Can Richard Blais Save the Food Network? A Look At His New Show, Hungry Games
While Richard Blais landed a sweet gig judging on this next Boston season of Top Chef, he landed yet another TV gig — this time on the infamous Food Network. Could Blais, already the master of celebrity chefness (you’ve hit it big when you shill cat food, we guess?) give the Food Network a winning show?

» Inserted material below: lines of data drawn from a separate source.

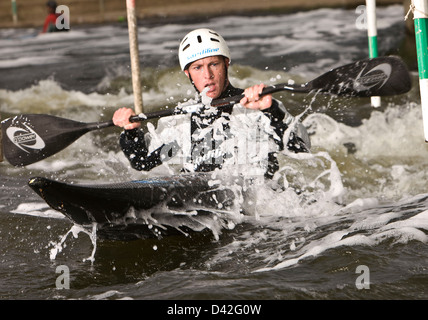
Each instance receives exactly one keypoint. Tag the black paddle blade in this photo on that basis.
(32, 137)
(383, 76)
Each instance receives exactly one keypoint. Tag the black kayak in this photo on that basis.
(176, 202)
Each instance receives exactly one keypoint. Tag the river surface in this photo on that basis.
(357, 228)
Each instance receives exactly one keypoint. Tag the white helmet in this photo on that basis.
(201, 43)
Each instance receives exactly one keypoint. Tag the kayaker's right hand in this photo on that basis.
(121, 119)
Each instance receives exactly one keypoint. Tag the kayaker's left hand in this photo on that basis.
(121, 119)
(252, 99)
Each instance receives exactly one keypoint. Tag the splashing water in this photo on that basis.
(75, 230)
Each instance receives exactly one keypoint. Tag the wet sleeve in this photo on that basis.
(135, 149)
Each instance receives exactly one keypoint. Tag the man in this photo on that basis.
(204, 57)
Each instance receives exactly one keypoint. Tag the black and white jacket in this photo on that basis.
(204, 138)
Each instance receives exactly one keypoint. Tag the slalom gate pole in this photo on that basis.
(372, 37)
(420, 16)
(135, 61)
(1, 143)
(14, 12)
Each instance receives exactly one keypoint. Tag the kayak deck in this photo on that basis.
(116, 207)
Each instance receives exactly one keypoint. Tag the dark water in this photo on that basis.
(361, 208)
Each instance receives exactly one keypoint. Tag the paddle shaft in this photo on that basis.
(31, 138)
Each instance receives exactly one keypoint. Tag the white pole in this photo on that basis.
(372, 37)
(1, 143)
(14, 12)
(135, 61)
(420, 16)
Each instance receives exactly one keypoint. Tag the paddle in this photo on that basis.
(33, 137)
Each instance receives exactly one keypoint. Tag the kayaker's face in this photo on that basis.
(209, 72)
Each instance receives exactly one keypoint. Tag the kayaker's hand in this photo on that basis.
(121, 119)
(252, 99)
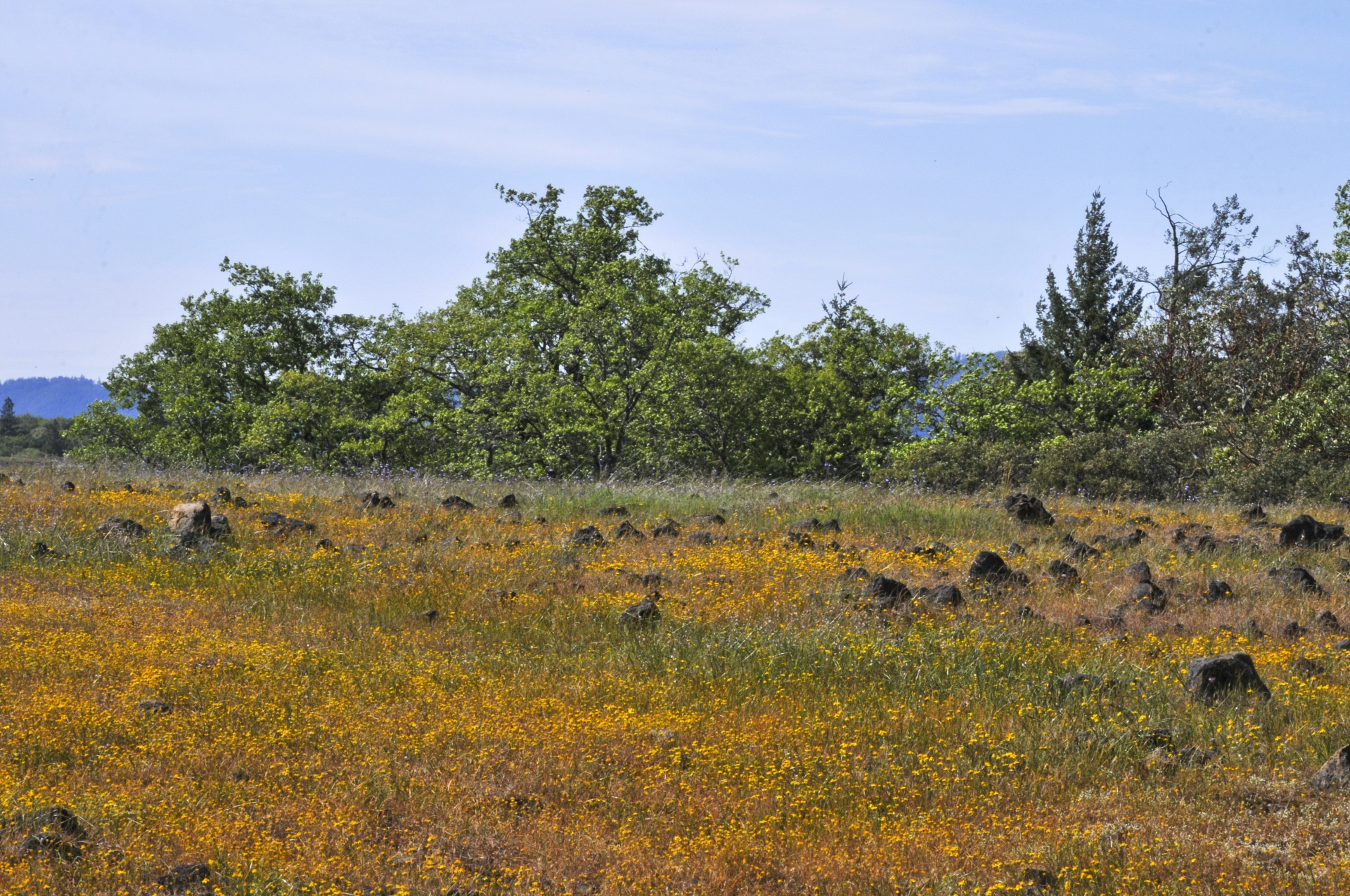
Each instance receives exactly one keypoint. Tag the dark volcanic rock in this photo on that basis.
(1140, 571)
(1028, 509)
(991, 569)
(883, 592)
(1334, 774)
(1303, 531)
(1214, 676)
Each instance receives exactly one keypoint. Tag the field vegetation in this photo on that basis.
(412, 696)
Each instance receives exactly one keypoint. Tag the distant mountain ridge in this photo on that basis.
(51, 396)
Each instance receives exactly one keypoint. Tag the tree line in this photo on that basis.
(581, 353)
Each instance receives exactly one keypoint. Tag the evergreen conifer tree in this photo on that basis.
(1086, 323)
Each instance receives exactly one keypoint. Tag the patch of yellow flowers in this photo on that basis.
(293, 717)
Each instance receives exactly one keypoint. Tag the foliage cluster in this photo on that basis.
(30, 436)
(581, 353)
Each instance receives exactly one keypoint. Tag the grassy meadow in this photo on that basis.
(292, 715)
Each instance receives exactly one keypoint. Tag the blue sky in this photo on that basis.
(939, 154)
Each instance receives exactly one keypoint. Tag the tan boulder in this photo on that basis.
(191, 519)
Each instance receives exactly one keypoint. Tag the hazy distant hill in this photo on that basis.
(51, 397)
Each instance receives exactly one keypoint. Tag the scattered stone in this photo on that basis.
(1028, 509)
(943, 595)
(883, 592)
(1211, 677)
(1037, 881)
(1303, 531)
(183, 878)
(586, 538)
(56, 831)
(1140, 571)
(1162, 760)
(669, 529)
(191, 519)
(1306, 668)
(628, 531)
(1334, 772)
(641, 613)
(991, 569)
(1216, 591)
(1295, 578)
(120, 528)
(1062, 573)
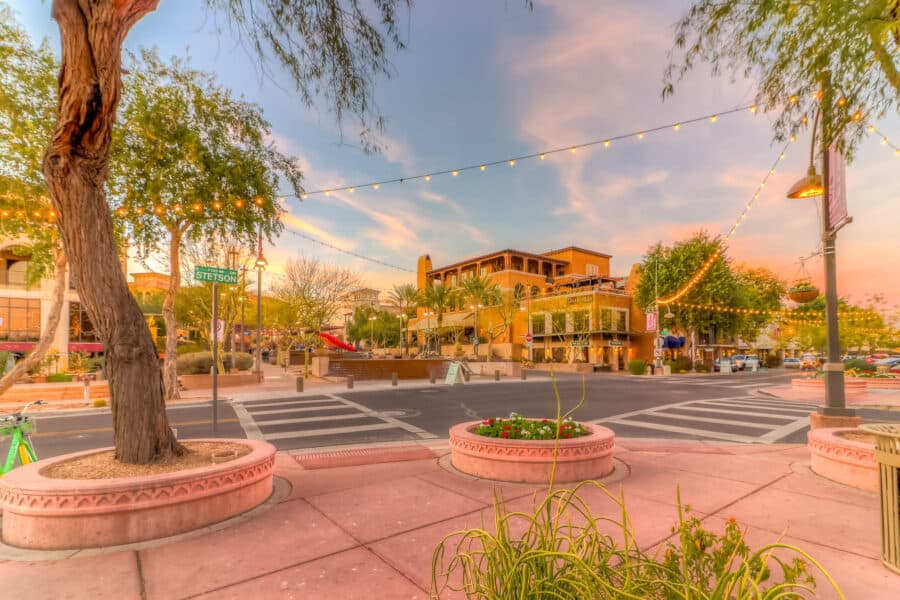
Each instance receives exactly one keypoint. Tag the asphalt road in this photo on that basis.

Well, there may be a fighting chance for the show after all. Blais’ new show, Hungry Games, is a mere six episodes, so it seems more that the Food Network and Blais are dipping their toes in the water to see if anything will really stick. But the show does feel very reminiscent of another very smart Food Network lifer and his quirky stuff — a certain Alton Brown, anyone? You tell us who this sounds more like (from the press release):
Throughout the season, Richard Blais investigates the psychology and science behind our food decisions and cravings. In one episode, he learns about the role that expectations play when tasting new foods, by experimenting with an untraditional salmon-flavored ice cream taste test. Richard also explores the surprising power of language to stimulate cravings for a slice of cheesy pizza. He discovers the secret x-factor of juicy burgers, and the irresistible appeal of greasy, salty bar foods. Plus, he gets to the bottom of why comfort food really is so comforting. In another episode, Richard exposes the hidden psychological connection between rooting for a winning sports team and the amount of food we consume during the game. He also discovers the reason why mom’s homemade side dishes always taste the best. These mind-blowing discoveries will change the way you think about what you eat!
Allen Salkin, author of the book From Scratch: The Uncensored History of the Food Network (in paperback October 7), says the show signals a new change for the Food Network — a smarter change. “There’s a good chance of it being a hit among people who have stopped watching the Food Network,” says Salkin. “Whether it’s an Neilson ratings hit is irrelevant; it’s good for the brand. The show is actually smart looking, something food people like me would actually want to watch.”
Salkin says the show makes everything around it look stale, and that the Food Network may have finally “grown up” and listened to the criticism surrounding its shows. “The Food Network educated America and made us all food literate, and then it stopped delivering anything literate,” he says. “It brought us to a certain point and then it got off, checked out. But this show just sounds smart…
“I’ve always continued to hope that Food Network would get smart again. This is the network that put Alton Brown and Good Eats on [the air]. Food Network kept surprising me by not putting smart shows on. But I never lost hope.”
And sure, it’s very clear that Food Network wants to avoid all mentions of Top Chef and its competitors (aka Bravo) when talking about Blais’ new show. (“Top Chef is still a giant thorn in Food Network’s side, Salkin says.) But hey, if Food Network can take a gamble and show that smart food TV works, maybe it’ll do wonders for Scripps et al. And then maybe get Justin Warner that TV show after all.